We consider each patent as a combination of classes - the highest level. We also consider them as a combination of subclasses, i.e. at one level below the class level, to gain insight in a slightly more fine-grained technology space, as well as for comparison with the class level results. At the code level a patent is never assigned the same code twice, and so no self-pairing is possible. This is not the case for class and subclasses, as multiple codes from the same class are often assigned to the same patent.

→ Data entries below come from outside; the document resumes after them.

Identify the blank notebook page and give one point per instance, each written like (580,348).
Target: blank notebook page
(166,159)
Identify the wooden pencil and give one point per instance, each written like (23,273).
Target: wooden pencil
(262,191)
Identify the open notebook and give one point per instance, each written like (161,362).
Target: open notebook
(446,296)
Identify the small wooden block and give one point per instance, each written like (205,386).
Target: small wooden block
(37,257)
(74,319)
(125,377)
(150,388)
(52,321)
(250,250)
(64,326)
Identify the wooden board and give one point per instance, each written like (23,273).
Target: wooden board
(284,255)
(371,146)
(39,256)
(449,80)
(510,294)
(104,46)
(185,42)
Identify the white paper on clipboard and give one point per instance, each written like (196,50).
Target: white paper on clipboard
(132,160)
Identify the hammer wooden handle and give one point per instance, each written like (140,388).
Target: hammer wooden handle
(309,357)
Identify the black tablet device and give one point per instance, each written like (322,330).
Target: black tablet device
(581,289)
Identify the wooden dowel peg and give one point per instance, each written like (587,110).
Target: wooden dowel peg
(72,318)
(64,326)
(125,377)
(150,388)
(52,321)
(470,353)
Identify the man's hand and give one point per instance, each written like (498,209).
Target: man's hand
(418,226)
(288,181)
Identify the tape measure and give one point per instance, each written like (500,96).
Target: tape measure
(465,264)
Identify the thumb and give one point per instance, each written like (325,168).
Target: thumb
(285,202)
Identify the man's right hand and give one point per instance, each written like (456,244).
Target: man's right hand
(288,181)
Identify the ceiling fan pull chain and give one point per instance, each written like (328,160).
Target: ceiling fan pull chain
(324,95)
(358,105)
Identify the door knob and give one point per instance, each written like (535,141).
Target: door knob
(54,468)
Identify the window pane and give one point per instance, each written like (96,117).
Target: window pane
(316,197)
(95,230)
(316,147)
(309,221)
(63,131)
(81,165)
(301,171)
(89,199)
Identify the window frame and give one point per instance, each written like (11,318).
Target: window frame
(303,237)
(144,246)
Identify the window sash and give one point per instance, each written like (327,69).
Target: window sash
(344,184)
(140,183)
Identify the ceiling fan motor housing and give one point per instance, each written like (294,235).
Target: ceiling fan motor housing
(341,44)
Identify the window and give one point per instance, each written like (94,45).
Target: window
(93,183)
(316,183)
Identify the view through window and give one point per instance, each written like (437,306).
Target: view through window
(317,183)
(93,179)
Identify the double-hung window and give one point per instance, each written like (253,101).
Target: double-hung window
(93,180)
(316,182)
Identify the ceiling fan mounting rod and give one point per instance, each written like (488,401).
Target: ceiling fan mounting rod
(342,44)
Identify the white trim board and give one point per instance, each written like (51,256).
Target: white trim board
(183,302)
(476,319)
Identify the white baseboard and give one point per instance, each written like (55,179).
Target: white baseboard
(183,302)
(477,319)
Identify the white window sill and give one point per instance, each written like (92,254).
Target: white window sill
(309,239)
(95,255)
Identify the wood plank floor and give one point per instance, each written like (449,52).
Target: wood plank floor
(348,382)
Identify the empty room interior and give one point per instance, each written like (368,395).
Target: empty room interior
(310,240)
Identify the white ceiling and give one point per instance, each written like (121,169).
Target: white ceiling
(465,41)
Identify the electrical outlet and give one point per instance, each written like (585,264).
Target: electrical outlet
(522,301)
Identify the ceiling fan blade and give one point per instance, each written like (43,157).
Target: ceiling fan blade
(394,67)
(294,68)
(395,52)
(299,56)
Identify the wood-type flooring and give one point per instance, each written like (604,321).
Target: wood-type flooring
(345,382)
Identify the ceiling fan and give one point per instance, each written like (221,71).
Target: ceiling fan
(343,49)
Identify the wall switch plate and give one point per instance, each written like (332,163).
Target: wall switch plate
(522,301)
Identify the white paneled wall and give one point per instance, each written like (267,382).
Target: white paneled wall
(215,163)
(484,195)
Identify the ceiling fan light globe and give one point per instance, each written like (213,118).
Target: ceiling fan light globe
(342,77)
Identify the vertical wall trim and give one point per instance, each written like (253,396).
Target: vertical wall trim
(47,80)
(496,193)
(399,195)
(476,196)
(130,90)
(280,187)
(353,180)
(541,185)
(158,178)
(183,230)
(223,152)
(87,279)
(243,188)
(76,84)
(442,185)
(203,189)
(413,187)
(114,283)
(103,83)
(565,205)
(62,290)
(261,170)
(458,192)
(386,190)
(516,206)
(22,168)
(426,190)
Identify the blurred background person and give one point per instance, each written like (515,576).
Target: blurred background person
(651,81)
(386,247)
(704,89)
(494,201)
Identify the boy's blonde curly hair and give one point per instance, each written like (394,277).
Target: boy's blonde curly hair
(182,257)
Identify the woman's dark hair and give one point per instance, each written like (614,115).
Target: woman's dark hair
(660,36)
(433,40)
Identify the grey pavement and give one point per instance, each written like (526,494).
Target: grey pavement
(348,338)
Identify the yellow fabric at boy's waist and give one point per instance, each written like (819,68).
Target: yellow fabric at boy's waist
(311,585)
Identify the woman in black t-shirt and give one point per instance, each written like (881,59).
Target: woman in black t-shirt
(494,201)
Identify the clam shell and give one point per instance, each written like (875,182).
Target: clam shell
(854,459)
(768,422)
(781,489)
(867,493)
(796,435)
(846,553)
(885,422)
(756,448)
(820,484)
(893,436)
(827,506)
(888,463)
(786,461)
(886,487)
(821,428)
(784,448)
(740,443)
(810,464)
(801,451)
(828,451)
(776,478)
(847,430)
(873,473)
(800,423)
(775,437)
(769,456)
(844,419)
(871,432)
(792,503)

Let \(\alpha_{i}\) and \(\beta_{j}\) represent a code each, where *α* and *β* denote the class and *i* and *j* represent the rest of the code, specifying the low level detail. Rather than coarse-grain over the data before computing the resultant statistics, we first compute \(\mu_{\alpha_{i}\beta_{j}}\) and \(o_{\alpha_{i}\beta_{j}}\) for the most detailed structure at the code level, and only after which do we coarse-grain these values up the higher levels of the subclass and class pairings. Calculating the observed co-occurrences \(o_{\alpha\beta}\) and expected co-occurrences \(\mu_{\alpha\beta}\) of a class/subclass pair is carried out by summing over all code pairings that result in the considered class/subclass pairing. Hence for the observed co-occurrences:

$$ o_{\alpha\beta}=\biggl(1-\frac{\delta_{\alpha\beta}}{2}\biggr)\sum _{i,j}o_{\alpha _{i}\beta_{j}}, $$

(5)

where the bracketed term accounts for double counting when the classes considered are the same. Similarly for the expected co-occurrences:

$$ \mu_{\alpha\beta}=\biggl(1-\frac{\delta_{\alpha\beta}}{2}\biggr)\sum _{i,j}\mu _{\alpha_{i}\beta_{j}} $$

(6)

and the variance:

$$ \sigma^{2}_{\alpha\beta}=\biggl(1-\frac{\delta_{\alpha\beta}}{2}\biggr)\sum _{i,j}\sigma^{2}_{\alpha_{i}\beta_{j}} $$

(7)

from which using these the class/subclass pair z-score can be calculated.